Q:日本は長寿の国だから歯も丈夫で長持ちだ。
結論から申しますと、まったくの間違いです。いい例が、米国と日本の比較です。後期高齢者の残存歯数の平均は、今の米国人は日本人より多いんです。平均寿命は日本人より3~4年も短いというのにね。
米国では学校に歯科健診はないし、会社にも自治体にも(健康診断はおろか)歯科健診はありません。なのに歯は残っている。歳を取ってこの違いは大きいです。奥歯でしっかり噛んで食べられるか、十分に噛めないか、そういう違いです。

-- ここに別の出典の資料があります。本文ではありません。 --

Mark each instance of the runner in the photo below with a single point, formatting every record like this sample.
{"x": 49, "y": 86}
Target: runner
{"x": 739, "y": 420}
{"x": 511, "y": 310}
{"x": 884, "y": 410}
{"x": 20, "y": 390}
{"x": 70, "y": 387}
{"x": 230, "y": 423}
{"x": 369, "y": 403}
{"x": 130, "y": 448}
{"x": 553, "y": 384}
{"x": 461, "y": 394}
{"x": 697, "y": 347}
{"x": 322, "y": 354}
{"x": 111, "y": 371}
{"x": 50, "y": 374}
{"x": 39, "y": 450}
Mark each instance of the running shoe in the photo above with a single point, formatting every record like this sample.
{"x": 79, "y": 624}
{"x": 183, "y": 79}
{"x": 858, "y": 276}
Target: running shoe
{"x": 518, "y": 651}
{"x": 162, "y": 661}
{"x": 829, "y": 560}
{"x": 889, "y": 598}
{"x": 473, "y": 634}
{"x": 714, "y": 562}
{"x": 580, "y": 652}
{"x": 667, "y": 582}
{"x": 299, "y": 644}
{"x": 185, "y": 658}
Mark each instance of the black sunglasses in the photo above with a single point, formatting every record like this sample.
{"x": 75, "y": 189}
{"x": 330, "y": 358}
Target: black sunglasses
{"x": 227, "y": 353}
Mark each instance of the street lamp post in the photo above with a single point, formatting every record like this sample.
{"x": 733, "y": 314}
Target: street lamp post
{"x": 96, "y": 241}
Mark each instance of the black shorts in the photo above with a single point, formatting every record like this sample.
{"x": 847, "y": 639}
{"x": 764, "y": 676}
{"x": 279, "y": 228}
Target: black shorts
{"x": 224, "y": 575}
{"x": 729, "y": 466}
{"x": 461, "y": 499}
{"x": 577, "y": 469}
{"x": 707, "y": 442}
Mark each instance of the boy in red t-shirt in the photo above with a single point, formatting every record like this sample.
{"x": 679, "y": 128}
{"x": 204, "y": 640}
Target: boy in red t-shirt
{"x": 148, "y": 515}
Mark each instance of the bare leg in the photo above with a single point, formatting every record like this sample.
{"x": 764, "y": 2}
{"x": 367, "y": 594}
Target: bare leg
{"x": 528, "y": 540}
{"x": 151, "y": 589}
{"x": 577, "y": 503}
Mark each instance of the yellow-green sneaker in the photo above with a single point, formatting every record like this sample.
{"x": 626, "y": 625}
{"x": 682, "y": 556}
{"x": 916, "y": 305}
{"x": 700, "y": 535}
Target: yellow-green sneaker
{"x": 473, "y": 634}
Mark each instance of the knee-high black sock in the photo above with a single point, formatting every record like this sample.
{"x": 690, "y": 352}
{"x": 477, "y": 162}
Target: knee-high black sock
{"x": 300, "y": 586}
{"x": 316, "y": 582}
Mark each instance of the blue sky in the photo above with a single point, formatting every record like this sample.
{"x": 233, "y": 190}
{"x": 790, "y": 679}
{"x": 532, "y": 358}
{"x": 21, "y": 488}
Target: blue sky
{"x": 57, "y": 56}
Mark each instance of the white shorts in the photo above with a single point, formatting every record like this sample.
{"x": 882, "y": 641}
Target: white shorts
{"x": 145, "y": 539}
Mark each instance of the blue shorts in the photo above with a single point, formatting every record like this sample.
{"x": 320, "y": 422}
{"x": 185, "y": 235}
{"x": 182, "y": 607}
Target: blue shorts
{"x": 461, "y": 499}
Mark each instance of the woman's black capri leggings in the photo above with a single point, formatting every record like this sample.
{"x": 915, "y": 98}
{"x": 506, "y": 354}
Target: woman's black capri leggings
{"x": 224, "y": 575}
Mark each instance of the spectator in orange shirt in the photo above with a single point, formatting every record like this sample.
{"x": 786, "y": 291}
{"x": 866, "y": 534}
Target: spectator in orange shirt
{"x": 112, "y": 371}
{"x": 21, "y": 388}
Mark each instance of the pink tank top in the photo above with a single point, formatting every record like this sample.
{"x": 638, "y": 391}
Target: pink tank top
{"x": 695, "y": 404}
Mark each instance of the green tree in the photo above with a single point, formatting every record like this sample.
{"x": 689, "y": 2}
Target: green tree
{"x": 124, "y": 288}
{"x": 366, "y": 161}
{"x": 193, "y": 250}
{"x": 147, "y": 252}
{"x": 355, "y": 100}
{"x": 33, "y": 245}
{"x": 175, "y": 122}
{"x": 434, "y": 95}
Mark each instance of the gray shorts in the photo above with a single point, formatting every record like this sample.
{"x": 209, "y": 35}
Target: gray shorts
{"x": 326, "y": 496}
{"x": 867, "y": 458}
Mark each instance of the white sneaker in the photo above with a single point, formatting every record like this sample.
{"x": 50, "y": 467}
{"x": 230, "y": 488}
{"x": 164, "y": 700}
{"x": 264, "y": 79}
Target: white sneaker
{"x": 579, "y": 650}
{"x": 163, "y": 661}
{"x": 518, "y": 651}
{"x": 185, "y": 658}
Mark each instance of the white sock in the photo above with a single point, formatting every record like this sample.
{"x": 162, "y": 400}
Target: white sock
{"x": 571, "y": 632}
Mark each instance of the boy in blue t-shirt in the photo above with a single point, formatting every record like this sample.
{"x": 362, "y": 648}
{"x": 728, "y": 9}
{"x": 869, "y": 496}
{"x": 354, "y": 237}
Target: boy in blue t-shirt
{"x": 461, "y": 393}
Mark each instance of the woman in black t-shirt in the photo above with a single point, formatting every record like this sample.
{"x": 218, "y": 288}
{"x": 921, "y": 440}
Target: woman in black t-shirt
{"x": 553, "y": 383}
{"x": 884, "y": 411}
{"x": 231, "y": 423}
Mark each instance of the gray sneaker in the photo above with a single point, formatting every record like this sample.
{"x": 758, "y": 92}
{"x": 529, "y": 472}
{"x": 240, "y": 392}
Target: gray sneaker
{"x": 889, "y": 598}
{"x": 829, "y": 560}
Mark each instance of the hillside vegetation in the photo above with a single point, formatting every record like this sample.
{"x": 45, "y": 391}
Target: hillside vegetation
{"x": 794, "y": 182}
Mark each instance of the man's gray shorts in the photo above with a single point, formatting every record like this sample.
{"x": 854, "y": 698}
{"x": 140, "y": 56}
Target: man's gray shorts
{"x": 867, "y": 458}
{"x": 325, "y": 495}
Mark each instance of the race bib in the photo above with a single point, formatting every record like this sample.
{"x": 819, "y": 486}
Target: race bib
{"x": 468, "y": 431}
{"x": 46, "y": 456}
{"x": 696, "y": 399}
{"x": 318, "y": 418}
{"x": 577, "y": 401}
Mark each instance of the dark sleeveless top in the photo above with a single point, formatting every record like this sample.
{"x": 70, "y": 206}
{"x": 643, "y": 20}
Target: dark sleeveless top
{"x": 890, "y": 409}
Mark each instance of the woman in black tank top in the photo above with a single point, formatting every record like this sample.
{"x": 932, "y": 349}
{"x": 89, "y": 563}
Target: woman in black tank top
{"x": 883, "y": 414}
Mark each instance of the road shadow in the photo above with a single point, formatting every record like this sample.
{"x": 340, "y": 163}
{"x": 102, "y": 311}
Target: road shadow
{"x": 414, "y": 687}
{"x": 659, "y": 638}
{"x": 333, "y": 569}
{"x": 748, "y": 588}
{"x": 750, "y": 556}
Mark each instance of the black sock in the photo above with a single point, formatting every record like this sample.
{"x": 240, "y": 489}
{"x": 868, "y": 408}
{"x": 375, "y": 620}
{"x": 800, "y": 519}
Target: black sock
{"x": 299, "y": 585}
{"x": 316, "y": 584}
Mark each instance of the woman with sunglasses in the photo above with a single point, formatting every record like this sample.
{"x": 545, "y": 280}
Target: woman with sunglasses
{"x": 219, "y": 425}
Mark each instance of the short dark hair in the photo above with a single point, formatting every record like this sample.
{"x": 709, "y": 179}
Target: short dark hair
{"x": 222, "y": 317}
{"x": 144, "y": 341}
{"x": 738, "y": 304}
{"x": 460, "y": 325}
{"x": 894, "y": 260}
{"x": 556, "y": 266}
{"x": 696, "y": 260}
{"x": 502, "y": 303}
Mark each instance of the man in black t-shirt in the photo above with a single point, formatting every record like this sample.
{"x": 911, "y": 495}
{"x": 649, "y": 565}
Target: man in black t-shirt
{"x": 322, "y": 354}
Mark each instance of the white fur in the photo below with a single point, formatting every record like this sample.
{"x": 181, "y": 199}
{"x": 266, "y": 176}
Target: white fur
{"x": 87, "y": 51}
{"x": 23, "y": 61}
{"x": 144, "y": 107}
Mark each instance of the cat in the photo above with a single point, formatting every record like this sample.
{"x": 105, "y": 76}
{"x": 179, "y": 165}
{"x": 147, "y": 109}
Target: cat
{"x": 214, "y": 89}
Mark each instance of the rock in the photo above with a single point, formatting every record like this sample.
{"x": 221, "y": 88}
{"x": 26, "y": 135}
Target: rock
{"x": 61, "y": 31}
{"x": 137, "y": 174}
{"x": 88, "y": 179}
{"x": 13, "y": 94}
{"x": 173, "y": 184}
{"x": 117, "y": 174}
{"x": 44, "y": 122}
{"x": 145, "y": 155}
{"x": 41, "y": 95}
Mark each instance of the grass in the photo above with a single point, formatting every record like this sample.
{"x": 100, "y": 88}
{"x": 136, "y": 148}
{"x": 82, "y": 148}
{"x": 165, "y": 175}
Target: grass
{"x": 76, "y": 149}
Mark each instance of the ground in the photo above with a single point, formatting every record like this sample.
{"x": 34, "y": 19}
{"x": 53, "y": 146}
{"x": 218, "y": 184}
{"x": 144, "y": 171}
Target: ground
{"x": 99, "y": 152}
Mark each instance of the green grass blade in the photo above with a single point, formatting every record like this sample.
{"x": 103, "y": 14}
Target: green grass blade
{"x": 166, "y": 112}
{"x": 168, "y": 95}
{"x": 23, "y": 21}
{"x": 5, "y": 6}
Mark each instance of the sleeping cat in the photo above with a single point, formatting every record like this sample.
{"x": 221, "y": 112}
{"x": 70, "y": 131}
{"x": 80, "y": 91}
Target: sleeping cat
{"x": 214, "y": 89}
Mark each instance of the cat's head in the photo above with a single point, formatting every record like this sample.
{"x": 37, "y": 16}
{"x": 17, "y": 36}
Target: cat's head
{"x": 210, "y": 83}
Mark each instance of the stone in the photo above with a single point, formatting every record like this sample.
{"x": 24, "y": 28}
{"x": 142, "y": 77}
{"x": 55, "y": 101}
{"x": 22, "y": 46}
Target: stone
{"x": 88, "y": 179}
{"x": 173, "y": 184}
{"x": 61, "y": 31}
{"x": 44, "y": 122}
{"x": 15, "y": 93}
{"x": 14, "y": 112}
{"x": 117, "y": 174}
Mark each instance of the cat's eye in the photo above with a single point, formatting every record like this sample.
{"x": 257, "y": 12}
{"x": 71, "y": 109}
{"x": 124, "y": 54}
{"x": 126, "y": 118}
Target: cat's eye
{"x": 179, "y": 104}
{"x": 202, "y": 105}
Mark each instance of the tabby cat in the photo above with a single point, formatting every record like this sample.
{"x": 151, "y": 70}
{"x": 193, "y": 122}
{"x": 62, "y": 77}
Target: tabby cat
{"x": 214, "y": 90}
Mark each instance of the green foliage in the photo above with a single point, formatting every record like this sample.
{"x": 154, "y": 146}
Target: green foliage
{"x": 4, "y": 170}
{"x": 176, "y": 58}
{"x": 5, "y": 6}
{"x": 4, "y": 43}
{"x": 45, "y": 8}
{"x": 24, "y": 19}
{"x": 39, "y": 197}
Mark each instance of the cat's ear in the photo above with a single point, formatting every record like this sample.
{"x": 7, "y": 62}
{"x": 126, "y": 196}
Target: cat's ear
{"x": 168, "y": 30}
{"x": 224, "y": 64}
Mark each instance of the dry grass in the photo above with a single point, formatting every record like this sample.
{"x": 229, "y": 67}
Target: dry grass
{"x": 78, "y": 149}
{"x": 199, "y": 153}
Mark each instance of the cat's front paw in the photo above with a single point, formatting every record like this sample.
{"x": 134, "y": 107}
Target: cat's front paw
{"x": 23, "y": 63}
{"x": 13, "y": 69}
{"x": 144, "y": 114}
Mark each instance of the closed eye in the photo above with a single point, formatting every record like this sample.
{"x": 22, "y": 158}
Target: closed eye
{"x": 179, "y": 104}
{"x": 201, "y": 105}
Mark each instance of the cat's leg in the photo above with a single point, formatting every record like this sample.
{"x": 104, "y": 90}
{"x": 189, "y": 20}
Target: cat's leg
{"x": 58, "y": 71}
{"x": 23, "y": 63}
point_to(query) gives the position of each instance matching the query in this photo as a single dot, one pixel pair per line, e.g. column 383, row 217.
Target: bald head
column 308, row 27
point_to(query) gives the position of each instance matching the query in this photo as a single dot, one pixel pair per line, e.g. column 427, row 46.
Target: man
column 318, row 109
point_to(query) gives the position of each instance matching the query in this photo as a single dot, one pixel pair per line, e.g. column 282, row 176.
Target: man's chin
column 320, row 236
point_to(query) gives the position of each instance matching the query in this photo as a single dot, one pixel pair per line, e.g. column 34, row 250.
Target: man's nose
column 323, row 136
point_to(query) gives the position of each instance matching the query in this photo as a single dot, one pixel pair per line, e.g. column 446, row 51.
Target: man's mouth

このような話があります。バンクーバーの大学病院や自分の歯科医院で診療しているとき、準生活保護を受けているお母さんたちに尋ねたことがあります。要保護の家族には歯科治療のクーポンが当時10万円分ほど支給されていたんですが、その使い道を聞くと、「せっかくだから、まずは子どもの予防に使う」と。
定期的にクリーニングを受けて予防する、つまり歯は自分たちで予防して守るものだという考え方が文化となって国民に沁みついているんだなあと思いました。
日本の考え方は逆です。自分の健康は学校健診や職場の健診、自治体の検診でチェックしてもらえる。子どもの健康や自分の健康は国に支えてもらえます。それなのに職場や自治体の歯科健診の受診率はとても低い。予防しなくても、悪くなったら国の保険制度で安く治療を受けられ、国に助けてもらえるからでしょう。ただしそのため歯で苦労をし、結果的に多くの歯を失ってしまっている。
日本のこの状況はたいへん残念です。予防をすれば歯を残せると科学的に証明され、世界中で役に立っている予防法があるというのに。残念すぎてため息が出ます。歯の健康を国まかせにしすぎてはいないか、ぜひご一考いただきたいものです。
医療が充実し日本人の寿命はぐっと延びました。しかし健康寿命はどうでしょうか。若い頃から予防をして歯を守り、人生の最後によく噛んで食べることができれば、体力や気力が充実して日本人の健康寿命はもっと延びるんじやないかなあと私は内心思っているんですよ。